According to the 2013 State of the News Media report, 18- to 24-year-olds have the lowest percentage rates of active news readership. In 2012, 23 percent of college-aged U.S. citizens read the news, and, if the millennial generation continues to stay on trend, that rate will remain — if not decrease.
Created two years ago, theSkimm is a free daily email newsletter that breaks down the top news stories of the day — from major stories, such as the fight against ISIS, to less publicized stories, such as new drugs to combat hepatitis C — in easy-to-understand, everyday language. It acts as a tool for people who want to keep up with the news but do not have the time.
The newsletter selected ambassadors, including UT students, to help better reach a younger community.
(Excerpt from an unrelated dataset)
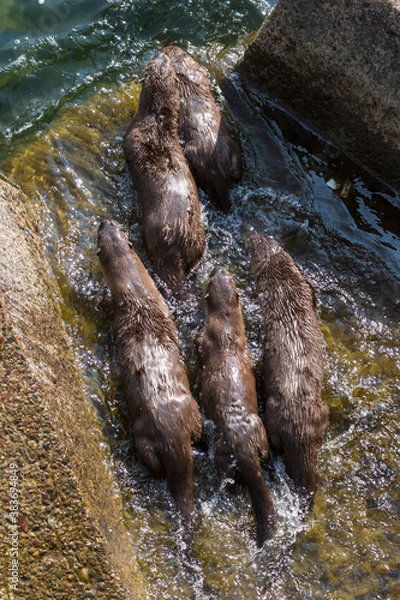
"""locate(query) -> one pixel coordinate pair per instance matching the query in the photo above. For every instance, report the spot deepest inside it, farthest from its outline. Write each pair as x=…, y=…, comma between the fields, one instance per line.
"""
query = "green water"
x=69, y=83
Caroline Meyerson, a marketing and Plan II junior, became a Skimm ambassador for the UT campus after she was introduced to the company by her older sister a year ago. Meyerson said keeping up with current events is crucial for internships and interviews. With theSkimm, she said she feels prepared to discuss the news and participate in discussions with professors and potential employers.
For sophomore Eleni Demeris, theSkimm is part of her morning routine.
“It’s definitely my starting point, and, if I want additional info on what they’re talking about, I’ll go to a larger news outlet,” Demeris said.
While theSkimm is not only for students, it is targeted toward millennials.
Political communications senior Kaitlyn Clark is also an ambassador on campus working to gain more student readers.
Clark wanted to be an ambassador after hearing about the company at a presentation last fall while in Washington, D.C., for UT’s Archer program. Through her work on campus with theSkimm, Clark said she’s seen more students cultivate a passion for news and current events.
She recalls a student who was the only one in his class who could answer his professor’s questions on current events because he read theSkimm daily.
According to Clark, while options like theSkimm only provide short summaries of the news, they are significant in that they allow students to feel like they can participate.
“If everyone on campus read it, we’d be a smarter campus,” Meyerson said.